In most modern processors, the hardware deals with an interrupt using a simple mechanism that works much like a jump instruction except that the target address is fixed by the hardware and the processor switches into system mode. Operating systems install interrupt handling code at this address when they are booted up.

The three types of interrupts are

Software interrupts are triggered by executing programs (processes) to request operating system services. On many machines this is done with a single syscall instruction. A code stored in a specified register indicates what kind of service. Data stored in other registers can provide parameters for the operation.

The system calls that are available depends on the operating system. They make up part of its application binary interface (ABI). The rest of the ABI consists of the machine's instruction set.

High-level languages usually provide a higher-level operating system interface called the application program interface (API). This consists of language library subprograms that set up registers for system calls, then execute a syscall instruction. Many high-level languages use the C library functions to do this.

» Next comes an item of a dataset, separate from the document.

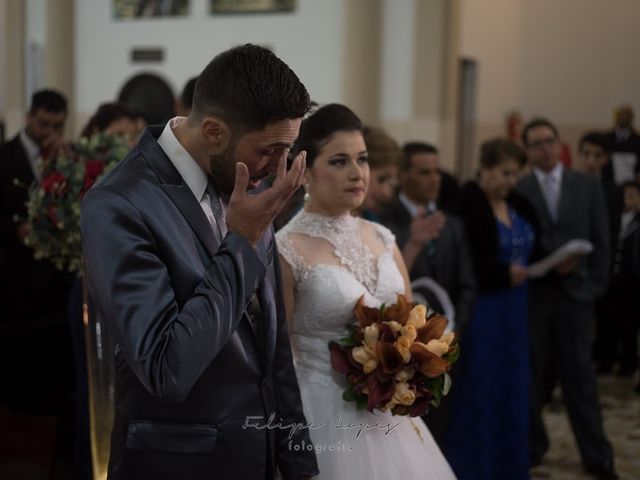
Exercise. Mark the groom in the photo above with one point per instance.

External interrupts are signals from external devices that need attention from the operating system. For example, after a software interrupt has started a disk read operation, the operating system typically puts the requesting process on hold until the read operation completes. Since completion takes several milliseconds, the operating system will start a different process. The operation completes the disk read after the disk has triggered an interrupt that signals that the data is ready.

Exceptions indicate problems detected by the processor that it cannot handle by itself. Some indicate errors such as divide by zero. Others may or may not indicate errors - only the operating system can know for sure.

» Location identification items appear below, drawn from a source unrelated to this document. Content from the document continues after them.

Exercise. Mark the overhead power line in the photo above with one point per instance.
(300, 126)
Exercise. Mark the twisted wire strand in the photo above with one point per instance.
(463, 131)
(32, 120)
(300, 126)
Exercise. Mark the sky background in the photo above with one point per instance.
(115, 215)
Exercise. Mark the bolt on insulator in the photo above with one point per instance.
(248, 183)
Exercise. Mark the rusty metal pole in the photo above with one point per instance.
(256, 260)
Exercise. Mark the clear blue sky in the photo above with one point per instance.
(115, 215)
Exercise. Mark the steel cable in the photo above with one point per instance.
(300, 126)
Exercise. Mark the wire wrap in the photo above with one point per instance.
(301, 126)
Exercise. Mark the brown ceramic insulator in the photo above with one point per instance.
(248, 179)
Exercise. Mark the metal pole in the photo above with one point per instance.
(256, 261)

For example, with virtual memory, a flag bit in a page table entry indicates that a page is not in memory. The processor will trigger an exception if an attempt is made to access the affected page. The operating system then determines if the access is legal or not. If it is legal, the operating system will start up a disk read to bring the page in from disk swap space.

In system mode, the computer can do things that it cannot do in the normal mode, which is called user mode. It may be able to execute special instructions, or it may be able to access parts of memory that are inaccessible in user mode. System mode is the foundation of operating system security.

The code that is installed at the target address for interrupts is called an interrupt handler. The first thing that it has to do is save the state of the currently executing process. Then it calls a subprogram to deal with the specific type of interrupt. When that subprogram returns, the interrupt handler restores the state of the process that was executing when the interrupt occurred.

The interrupt handler determines which subprogram to call by looking at an interrupt code. For software interrupts, this code is passed through a register by the software. For external interrupts, it is passed to the processor by the interrupting device through data lines in the system bus. For exceptions, the code is generated internally by the processor.

In early processors, there were often attempts to implement parts of the operating system in hardware. These attempts severely limited the capability of running different operating systems on the same processor. Though it seemed that doing things in hardware would improve performance, the performance benefits were either minimal or nonexistent. The flexibility offered by the simple scheme described above is far more important.